First, I should point out that the Times’ declarative statement, when paraphrasing Comey, “…episodes of police brutality…” is not accurate. Many of the cases used by radical police critics to incite ill will toward the police have turned out not to be police brutality but proper police use of force. This was true in Ferguson, Missouri, where Officer Darren Wilson shot and killed robbery suspect Michael Brown after he attacked Wilson and attempted to take the officer’s gun. At the very least, the Times should have employed the objective “uses of force” rather than the conclusive “brutality.” Even adding “alleged” would have been more objective. Now, on to the story.
Director Comey’s assertion is spot on. While he admits there is not much hard data yet correlating the “chilling affect” on police officers with a rise in crime, anecdotally, his point is well validated by cops working the streets. I know from when I was still an active cop just a short time ago, as well as from my fellow officers who are still on the job, that Comey’s observations are correct. How can this current unwarranted attack on America’s cops’ integrity, including from some of the nation’s top officials, not affect the cop on the beat?
Think about this: A white officer sees a black person jaywalking across a busy intersection causing cars to have to brake and honk their horns. In the past, an officer, without a much thought, would simply contact the offender and issue a warning or citation. Today, the officer has to consider what if the jaywalker decides to be uncooperative. What if he or she refuses to show identification? What if the situation deteriorates and the jaywalker becomes physical prompting an arrest and the jaywalker resists, and the officer must use force?
Generally, officers today play these types of scenarios out in their heads before taking action. They know that the media headlines will read: “Man Beaten and Arrested by Police for Jaywalking.” The fact, that the jaywalker had turned into a felon the moment he physically resisted the officer does not matter. Even some city and department leaders will likely also follow this tack. These days, police critics, including some of the cops’ own leaders, believe that any situation that deteriorates into a use-of-force is automatically the officer’s fault.
The Times article points to some “sharp disagreement” among American law enforcement officials over the credence of the “Ferguson effect” [Officer Darren Wilson lost his job despite having done his job properly—even admirably]. Any law enforcement official that denies this current anti-police environment is having an effect on cops has not been on the streets for a very long time. He or she has not been talking to the rank and file in their departments—or, their cops are afraid to tell them the truth when asked out of fear of retribution for speaking honestly about the damage being done to the cops by the anti-police social justices.

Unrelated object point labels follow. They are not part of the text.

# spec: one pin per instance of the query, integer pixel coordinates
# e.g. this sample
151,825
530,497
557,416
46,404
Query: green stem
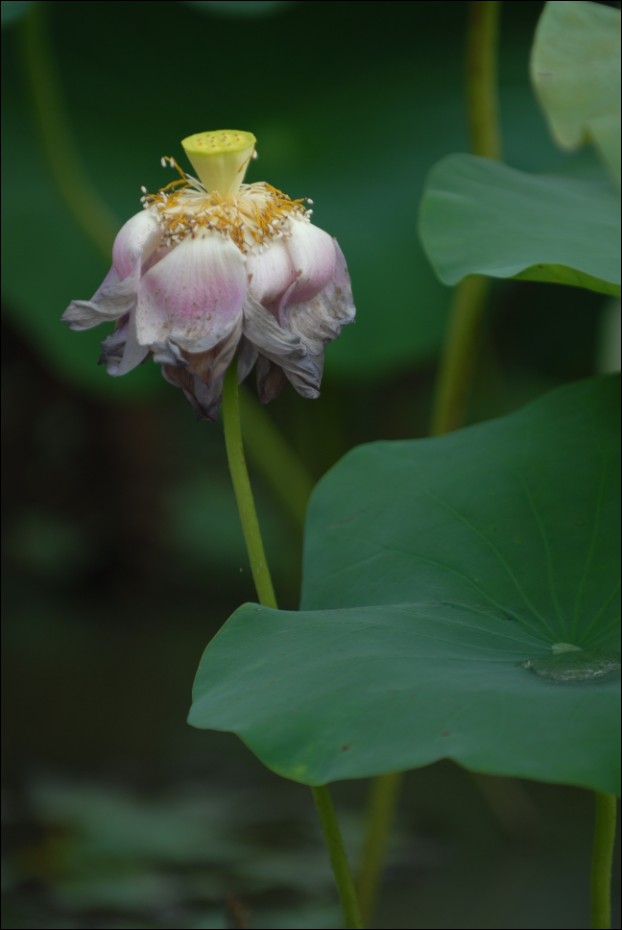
65,164
481,65
265,592
459,358
338,858
243,492
602,860
384,795
274,458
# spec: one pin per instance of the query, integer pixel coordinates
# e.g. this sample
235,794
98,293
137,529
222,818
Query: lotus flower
212,267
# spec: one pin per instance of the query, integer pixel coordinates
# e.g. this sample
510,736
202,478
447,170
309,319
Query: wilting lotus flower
214,266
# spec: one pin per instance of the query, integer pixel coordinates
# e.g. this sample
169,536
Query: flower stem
459,356
338,859
602,860
243,492
271,455
384,795
66,167
265,592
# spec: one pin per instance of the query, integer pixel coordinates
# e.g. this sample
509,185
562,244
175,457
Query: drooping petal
135,243
283,347
313,255
112,300
320,320
201,376
193,296
270,272
116,295
121,351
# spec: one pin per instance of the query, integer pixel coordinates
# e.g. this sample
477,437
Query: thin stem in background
602,860
338,858
265,592
456,370
458,361
384,797
87,208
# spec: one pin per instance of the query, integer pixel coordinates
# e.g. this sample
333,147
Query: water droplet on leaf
567,662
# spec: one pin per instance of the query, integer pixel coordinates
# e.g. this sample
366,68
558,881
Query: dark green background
122,548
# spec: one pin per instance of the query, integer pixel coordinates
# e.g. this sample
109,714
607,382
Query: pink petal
318,321
194,295
270,273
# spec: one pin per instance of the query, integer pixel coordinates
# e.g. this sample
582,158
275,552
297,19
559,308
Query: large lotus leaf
481,217
575,69
459,601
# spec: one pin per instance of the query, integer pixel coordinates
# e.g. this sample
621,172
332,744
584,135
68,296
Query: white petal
286,349
270,272
313,256
112,300
320,320
136,241
194,295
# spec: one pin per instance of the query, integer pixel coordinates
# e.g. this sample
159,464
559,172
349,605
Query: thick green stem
602,860
243,491
383,800
265,592
65,164
338,858
459,356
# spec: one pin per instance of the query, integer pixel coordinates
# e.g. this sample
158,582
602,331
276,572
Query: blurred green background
122,551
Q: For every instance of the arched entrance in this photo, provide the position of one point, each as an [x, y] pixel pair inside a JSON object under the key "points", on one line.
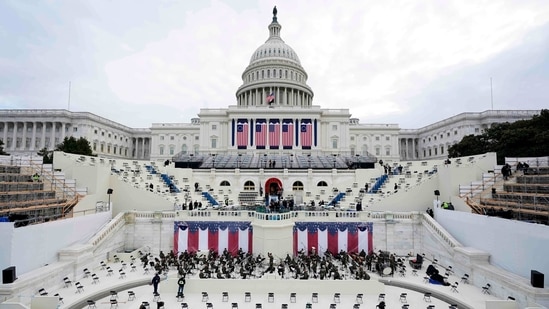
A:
{"points": [[273, 190]]}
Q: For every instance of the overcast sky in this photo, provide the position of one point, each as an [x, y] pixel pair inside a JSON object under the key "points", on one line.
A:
{"points": [[139, 62]]}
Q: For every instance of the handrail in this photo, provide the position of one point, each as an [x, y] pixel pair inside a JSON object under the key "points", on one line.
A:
{"points": [[115, 224], [438, 230]]}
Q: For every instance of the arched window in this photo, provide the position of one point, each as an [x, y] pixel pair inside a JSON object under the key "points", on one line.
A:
{"points": [[249, 186], [297, 186]]}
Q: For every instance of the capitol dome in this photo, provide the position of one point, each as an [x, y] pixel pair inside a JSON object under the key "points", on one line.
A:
{"points": [[275, 75], [275, 47]]}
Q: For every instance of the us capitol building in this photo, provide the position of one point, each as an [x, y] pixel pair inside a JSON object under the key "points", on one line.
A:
{"points": [[274, 114]]}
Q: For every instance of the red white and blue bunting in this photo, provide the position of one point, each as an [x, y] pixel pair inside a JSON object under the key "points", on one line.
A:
{"points": [[351, 237], [193, 236]]}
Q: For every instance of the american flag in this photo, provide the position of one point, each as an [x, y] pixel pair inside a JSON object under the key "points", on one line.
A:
{"points": [[270, 98], [351, 237], [287, 135], [242, 135], [274, 134], [306, 135], [260, 135], [195, 236]]}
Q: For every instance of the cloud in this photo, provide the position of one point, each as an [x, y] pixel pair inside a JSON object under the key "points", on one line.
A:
{"points": [[396, 61]]}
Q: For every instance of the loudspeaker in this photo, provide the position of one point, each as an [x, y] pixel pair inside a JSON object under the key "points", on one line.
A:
{"points": [[8, 275], [537, 279]]}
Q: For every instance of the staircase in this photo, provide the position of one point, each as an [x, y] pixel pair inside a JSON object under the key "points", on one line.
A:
{"points": [[210, 198]]}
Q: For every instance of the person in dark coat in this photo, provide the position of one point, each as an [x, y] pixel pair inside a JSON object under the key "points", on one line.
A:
{"points": [[155, 282]]}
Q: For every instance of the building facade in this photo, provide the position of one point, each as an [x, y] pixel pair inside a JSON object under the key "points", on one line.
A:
{"points": [[274, 114]]}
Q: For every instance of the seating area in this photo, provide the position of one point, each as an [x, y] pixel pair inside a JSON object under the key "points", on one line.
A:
{"points": [[29, 199], [155, 178], [523, 196], [200, 292]]}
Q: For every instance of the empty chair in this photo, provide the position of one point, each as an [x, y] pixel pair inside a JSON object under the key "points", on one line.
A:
{"points": [[114, 295], [67, 282], [91, 304], [486, 289], [60, 299], [114, 303], [79, 287]]}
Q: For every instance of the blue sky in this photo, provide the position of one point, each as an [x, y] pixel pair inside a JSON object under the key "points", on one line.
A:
{"points": [[397, 61]]}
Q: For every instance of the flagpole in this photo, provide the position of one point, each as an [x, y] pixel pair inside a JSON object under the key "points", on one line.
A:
{"points": [[69, 102], [491, 94]]}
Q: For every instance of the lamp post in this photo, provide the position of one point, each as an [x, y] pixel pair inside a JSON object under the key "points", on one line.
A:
{"points": [[109, 193]]}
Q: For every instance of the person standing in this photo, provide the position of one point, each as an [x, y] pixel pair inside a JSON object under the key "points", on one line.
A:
{"points": [[155, 282], [181, 285]]}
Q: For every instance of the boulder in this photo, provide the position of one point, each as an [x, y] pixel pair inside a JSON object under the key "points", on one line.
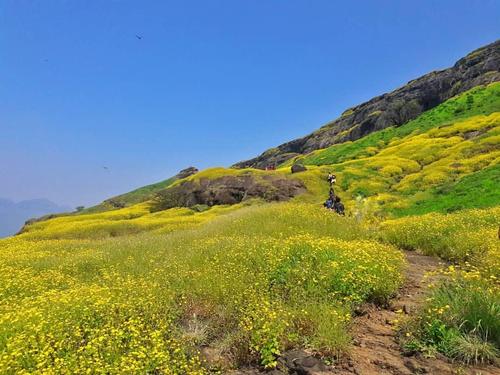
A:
{"points": [[187, 172], [296, 168], [227, 190], [479, 67]]}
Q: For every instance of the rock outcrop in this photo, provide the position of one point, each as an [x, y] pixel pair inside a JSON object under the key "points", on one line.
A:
{"points": [[227, 190], [393, 109], [186, 172], [296, 168]]}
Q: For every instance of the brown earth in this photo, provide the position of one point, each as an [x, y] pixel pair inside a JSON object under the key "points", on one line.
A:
{"points": [[376, 350]]}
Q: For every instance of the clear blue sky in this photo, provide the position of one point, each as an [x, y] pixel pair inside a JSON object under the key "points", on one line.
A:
{"points": [[210, 82]]}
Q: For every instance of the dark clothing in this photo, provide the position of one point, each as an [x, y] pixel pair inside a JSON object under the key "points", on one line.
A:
{"points": [[339, 208], [329, 204]]}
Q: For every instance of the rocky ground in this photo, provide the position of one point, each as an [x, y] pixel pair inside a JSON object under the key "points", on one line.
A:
{"points": [[376, 350]]}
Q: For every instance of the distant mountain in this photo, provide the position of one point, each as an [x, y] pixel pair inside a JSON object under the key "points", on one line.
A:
{"points": [[394, 109], [13, 215]]}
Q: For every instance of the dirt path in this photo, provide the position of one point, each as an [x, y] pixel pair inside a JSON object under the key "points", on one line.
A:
{"points": [[376, 350]]}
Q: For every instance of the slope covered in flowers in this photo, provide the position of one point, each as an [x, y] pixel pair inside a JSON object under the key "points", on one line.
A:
{"points": [[251, 284], [134, 291]]}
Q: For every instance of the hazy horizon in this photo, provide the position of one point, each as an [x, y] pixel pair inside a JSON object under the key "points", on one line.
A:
{"points": [[99, 98]]}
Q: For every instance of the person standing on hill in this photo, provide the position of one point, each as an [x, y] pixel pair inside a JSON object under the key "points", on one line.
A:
{"points": [[331, 178]]}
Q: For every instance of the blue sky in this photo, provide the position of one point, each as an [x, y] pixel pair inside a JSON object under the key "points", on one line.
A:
{"points": [[209, 84]]}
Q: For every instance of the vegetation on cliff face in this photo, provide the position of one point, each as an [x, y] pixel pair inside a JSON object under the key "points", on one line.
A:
{"points": [[480, 67], [124, 289]]}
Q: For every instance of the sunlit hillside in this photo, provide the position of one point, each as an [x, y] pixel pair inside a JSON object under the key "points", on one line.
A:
{"points": [[141, 290]]}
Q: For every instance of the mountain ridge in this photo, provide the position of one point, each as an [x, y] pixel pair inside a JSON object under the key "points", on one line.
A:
{"points": [[481, 66]]}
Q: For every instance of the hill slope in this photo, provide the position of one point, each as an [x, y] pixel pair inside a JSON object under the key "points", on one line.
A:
{"points": [[393, 109], [201, 273]]}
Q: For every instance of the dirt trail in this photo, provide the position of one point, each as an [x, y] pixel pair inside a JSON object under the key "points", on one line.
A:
{"points": [[376, 350]]}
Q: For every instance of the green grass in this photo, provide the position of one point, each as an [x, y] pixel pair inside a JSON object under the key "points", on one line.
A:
{"points": [[477, 190], [485, 100]]}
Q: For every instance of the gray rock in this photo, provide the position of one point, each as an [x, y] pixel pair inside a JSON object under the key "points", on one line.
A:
{"points": [[296, 168], [480, 67]]}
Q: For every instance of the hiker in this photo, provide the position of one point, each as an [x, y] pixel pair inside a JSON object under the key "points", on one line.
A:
{"points": [[331, 194], [338, 206], [329, 203], [331, 178]]}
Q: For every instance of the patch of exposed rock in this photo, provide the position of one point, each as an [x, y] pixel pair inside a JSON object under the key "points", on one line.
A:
{"points": [[227, 190], [393, 109]]}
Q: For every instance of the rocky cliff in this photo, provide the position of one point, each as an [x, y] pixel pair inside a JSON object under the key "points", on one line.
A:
{"points": [[480, 67]]}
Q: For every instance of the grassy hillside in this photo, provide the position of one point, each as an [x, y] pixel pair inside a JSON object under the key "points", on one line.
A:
{"points": [[129, 290]]}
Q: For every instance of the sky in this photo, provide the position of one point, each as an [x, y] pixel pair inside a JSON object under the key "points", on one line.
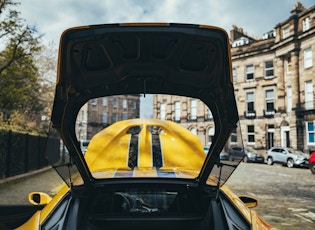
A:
{"points": [[51, 18], [256, 17]]}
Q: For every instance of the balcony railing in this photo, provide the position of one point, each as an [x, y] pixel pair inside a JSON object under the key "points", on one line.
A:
{"points": [[192, 118], [250, 114], [269, 113]]}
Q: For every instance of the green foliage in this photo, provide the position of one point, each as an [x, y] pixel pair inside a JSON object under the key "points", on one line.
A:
{"points": [[21, 104]]}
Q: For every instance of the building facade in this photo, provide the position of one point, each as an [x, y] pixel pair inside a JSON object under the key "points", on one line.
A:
{"points": [[274, 79], [99, 113]]}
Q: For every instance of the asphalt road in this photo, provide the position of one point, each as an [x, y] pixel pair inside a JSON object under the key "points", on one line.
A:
{"points": [[286, 196]]}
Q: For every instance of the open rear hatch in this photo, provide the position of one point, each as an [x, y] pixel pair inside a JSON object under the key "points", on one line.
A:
{"points": [[127, 59]]}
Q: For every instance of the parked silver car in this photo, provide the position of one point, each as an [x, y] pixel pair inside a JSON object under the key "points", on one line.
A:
{"points": [[287, 156]]}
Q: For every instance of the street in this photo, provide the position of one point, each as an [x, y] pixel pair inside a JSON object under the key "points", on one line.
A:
{"points": [[285, 195]]}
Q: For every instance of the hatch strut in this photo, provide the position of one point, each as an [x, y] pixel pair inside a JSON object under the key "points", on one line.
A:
{"points": [[220, 165]]}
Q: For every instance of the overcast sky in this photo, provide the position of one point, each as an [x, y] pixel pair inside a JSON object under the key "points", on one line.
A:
{"points": [[51, 18], [256, 17]]}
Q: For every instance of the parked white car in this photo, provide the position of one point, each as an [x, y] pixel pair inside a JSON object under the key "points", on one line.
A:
{"points": [[287, 156]]}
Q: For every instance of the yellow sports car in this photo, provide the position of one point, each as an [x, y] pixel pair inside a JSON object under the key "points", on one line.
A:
{"points": [[142, 173]]}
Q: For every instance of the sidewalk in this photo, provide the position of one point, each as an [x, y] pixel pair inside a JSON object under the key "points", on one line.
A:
{"points": [[24, 175]]}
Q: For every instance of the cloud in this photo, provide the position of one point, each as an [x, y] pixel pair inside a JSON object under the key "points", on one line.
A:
{"points": [[256, 17]]}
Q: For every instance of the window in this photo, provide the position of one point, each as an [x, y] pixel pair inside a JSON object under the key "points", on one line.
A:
{"points": [[285, 32], [94, 102], [306, 24], [210, 135], [105, 101], [288, 65], [104, 118], [163, 111], [209, 114], [193, 109], [125, 105], [114, 117], [250, 102], [115, 102], [269, 96], [289, 99], [177, 111], [251, 134], [133, 104], [309, 96], [233, 137], [83, 116], [308, 58], [234, 75], [193, 130], [310, 132], [124, 116], [268, 69], [249, 72]]}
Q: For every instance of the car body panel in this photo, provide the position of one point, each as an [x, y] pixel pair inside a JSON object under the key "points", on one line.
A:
{"points": [[312, 162], [175, 138]]}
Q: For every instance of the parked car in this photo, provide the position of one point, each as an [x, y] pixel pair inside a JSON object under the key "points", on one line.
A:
{"points": [[223, 155], [236, 153], [287, 156], [247, 155], [142, 173], [251, 155], [84, 145], [312, 162]]}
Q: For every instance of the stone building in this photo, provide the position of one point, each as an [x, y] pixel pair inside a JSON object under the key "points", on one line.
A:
{"points": [[274, 79], [102, 112]]}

According to the article, the “top levels” of the Justice Department disagree with Comey’s views. Well, what a surprise—not! The “top levels” of Obama’s Department of Justice are among those most responsible for exacerbating the assault on America’s cops that we’re experiencing today. Comey should be commended for defying the anti-cop juggernaut and lending credibility to an important issue. People need to be reminded that there is almost always a delay between cause and affect in law enforcement trends. However, anyone who puts themselves, honestly, in a cop’s shoes will see that logic dictates that today’s officers have no choice but to consider the ramifications of even the simplest self-initiated enforcement actions.